Frankly Speaking: Stop populist EPF withdrawal calls
This article first appeared in The Edge Malaysia Weekly on March 2, 2026 - March 8, 2026
Perhaps eager for brownie points, an opposition member of parliament last Wednesday (Feb 25) called for the Employees Provident Fund’s (EPF) 2025 dividends, being declared on Feb 28, to be channelled into the Flexible Account 3, claiming that it would be helpful to the people for the upcoming Hari Raya festivities.
Providing an example, he said one of his officers, with RM300,000 in savings, would stand to get close to RM10,000 in dividends — money that would be helpful if he was able to withdraw it.
The math in his example, however, is erroneous in more ways than one.
First, an annual dividend of “close to RM10,000” would imply EPF savings of RM160,000 to RM200,000 and not RM300,000 as he mentioned.

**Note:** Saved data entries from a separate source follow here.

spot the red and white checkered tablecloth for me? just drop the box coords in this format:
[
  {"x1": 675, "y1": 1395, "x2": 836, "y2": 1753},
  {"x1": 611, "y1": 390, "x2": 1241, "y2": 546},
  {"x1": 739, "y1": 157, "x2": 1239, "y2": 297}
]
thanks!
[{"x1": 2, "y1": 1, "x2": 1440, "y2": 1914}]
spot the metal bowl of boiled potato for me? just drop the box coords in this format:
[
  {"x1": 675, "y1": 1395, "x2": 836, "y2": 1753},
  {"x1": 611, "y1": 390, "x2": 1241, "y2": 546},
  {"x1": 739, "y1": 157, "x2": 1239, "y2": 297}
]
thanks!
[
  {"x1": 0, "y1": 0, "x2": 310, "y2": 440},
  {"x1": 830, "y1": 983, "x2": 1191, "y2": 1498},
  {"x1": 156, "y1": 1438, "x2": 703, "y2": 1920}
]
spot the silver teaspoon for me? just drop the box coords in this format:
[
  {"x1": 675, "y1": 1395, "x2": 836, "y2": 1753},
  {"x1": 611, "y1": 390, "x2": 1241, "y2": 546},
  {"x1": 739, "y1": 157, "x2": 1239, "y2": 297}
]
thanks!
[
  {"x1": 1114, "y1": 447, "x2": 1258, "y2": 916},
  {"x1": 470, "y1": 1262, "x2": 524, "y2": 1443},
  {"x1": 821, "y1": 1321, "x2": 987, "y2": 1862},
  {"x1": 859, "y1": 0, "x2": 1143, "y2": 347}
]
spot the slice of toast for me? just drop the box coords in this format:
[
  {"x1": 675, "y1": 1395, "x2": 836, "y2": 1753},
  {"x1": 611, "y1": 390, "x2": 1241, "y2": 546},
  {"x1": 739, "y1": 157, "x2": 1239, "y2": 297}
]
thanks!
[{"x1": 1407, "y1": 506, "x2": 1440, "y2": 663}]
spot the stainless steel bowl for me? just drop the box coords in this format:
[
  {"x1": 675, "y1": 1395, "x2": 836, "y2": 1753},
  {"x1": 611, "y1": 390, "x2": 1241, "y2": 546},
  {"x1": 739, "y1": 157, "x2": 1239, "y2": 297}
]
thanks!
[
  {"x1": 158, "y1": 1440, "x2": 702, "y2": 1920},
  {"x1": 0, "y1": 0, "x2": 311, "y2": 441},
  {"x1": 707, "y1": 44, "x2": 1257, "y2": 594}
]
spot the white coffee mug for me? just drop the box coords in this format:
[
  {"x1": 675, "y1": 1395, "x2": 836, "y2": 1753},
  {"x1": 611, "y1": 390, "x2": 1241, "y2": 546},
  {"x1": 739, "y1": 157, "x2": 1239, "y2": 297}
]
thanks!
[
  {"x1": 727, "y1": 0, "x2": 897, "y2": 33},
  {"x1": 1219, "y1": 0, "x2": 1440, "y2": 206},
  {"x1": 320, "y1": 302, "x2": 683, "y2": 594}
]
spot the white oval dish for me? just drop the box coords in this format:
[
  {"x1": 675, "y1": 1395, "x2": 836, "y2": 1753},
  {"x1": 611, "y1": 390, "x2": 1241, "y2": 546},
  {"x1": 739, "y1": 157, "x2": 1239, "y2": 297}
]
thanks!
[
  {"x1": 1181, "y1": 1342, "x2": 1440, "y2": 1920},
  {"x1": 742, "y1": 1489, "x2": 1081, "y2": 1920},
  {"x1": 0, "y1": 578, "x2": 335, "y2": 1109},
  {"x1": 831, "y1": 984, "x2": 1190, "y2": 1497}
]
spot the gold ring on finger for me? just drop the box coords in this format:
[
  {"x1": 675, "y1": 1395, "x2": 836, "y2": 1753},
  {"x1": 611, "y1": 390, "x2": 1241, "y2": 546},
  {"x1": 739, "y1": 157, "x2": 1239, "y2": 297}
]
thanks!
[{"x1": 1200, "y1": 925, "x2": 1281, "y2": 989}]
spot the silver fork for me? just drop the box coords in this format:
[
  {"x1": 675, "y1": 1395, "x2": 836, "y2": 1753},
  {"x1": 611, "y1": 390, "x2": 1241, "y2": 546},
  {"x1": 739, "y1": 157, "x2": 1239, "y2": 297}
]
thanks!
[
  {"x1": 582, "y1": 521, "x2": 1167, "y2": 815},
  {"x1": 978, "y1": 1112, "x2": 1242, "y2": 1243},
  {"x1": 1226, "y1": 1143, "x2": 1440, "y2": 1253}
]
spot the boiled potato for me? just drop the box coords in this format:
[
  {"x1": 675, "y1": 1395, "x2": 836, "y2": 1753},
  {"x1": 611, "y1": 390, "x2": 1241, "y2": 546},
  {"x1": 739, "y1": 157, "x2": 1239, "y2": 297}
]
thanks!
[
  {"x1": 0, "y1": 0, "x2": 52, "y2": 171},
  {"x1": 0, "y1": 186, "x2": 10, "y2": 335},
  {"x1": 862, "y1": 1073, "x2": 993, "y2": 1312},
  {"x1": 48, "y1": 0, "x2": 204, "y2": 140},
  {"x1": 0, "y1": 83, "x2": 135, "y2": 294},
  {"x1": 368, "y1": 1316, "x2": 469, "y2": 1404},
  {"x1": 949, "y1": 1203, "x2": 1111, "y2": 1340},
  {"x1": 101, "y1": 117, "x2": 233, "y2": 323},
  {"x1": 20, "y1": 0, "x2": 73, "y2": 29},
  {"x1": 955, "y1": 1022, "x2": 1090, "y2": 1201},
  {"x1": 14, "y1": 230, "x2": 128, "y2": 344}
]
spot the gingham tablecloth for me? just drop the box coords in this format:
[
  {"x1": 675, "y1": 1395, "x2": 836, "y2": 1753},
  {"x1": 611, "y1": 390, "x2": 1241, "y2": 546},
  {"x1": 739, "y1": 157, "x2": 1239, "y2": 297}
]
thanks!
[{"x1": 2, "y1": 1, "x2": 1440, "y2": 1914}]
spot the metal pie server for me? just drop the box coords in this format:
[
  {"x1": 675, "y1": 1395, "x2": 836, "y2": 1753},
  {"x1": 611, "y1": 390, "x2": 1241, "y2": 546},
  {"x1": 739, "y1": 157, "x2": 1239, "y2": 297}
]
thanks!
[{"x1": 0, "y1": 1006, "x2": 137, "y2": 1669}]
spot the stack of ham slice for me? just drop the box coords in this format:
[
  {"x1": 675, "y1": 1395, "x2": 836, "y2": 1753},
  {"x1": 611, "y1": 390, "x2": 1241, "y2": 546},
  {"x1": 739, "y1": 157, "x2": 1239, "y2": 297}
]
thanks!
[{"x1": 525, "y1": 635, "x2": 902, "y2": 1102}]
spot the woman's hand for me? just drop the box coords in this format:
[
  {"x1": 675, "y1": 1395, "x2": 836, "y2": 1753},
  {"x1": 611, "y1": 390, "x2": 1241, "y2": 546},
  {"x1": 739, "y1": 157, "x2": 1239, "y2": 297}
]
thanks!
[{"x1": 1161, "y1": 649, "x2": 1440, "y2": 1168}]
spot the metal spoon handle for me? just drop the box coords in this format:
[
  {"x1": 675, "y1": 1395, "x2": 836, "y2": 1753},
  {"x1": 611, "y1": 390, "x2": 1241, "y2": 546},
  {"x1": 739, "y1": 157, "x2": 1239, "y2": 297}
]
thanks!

Second, every ringgit spent before retirement takes away savings that could be left to compound into a larger pool upon retirement. Withdrawing RM10,000 today would be cheating oneself of between RM40,000 and RM60,000 in retirement savings in 30 years, especially if annual EPF dividends are closer to 6% than 5%.
Third, for better or worse, Malaysia has already introduced EPF Flexible Account 3 to which 10% of statutory contributions has been going since May 11, 2024.
If his young staff member had had RM200,000 in mid-2024 — 70% or RM140,000 in Retirement Account 1 and 30% or RM60,000 in Wellbeing Account 2 — he would have seen RM20,000 transferred into Account 3 for anytime withdrawals, if he opted to transfer the qualifying balance from Account 2. If he had already used that RM20,000 in the past two years, it is high time the young man started to save for the future.
While populist calls may well be made with good intentions, they do not absolve potential negative impacts that are ultimately borne by individuals. Faced with an ageing society that requires a wider social safety net, Malaysia needs more future-proofing policies, not short-term populism.